A point moves along the circumference of a circle with a speed v = αt. (αis a constant).
The acceleration of the particle when it has covered 1/nth of the circumference is​

Answer 1

Answer:

The acceleration of the particle is $\frac{\alpha}{n} \sqrt{n^2+16\pi^2}$

Explanation:

Let the radius of the circle be R

Given the tangential velocity

v = αt

or ds/dt = αt

or, ds = αt.dt

or, $\int_0^{2\pi R/n} ds =\int_0^T\alpha tdt$

$\implies \frac{2\pi R}{n} =\frac{\alpha t^2}{2} \Bigr |_0^T\\\implies \frac{2\pi R}{n} =\frac{\alpha T^2}{2}$           ................ (1)

If the tangential acceleration is $a_t$ then

$a_t=\frac{dv}{dt} \\\implies a_t=\frac{d(\alpha t)}{dt} \\\implies a_t=\alpha$

If the radial acceleration is $a_r$ then

$a_r=\frac{v^2}{R}$

In time T, the particle covers the distance 2πR/n, its velocity after time T is αT, also from eq (1)

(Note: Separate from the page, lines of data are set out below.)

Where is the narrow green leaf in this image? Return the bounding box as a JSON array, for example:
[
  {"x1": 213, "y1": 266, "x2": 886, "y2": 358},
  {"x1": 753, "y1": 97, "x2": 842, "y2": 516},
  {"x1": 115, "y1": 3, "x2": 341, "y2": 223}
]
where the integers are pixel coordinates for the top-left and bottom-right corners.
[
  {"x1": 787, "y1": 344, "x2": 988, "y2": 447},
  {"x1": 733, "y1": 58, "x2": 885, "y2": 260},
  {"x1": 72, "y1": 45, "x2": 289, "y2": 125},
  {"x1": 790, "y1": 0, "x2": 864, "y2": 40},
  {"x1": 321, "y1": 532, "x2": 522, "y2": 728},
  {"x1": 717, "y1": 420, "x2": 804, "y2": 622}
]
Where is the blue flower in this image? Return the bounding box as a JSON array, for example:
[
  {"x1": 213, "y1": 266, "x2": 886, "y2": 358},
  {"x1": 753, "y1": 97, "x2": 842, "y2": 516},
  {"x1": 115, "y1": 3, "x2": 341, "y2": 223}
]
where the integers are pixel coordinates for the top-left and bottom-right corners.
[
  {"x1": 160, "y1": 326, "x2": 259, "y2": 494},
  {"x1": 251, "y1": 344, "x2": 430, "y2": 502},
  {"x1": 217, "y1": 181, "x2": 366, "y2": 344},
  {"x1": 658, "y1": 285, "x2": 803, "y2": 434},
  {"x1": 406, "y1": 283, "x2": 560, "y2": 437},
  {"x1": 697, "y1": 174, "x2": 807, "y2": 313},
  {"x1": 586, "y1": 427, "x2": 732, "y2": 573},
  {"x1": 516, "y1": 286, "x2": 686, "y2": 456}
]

$\frac{4\pi R}{n \alpha} =T^2$

Therefore, the radial acceleration after time T

$a_r=\frac{(\alpha T)^2}{R} \\\implies a_r=\frac{\alpha^2 T^2}{R}$

$\implies a_r=\frac{\alpha^2}{R} \times \frac{4\pi R}{n \alpha}$

$\implies a_r= \frac{4\pi \alpha}{n}$

Therefore total acceleration

$a=\sqrt{a_t^2+a_r^2}$

$\implies a=\sqrt{\alpha^2+\frac{16\pi^2 \alpha^2}{n^2}}$

$\implies a=\frac{\alpha}{n} \sqrt{n^2+16\pi^2}$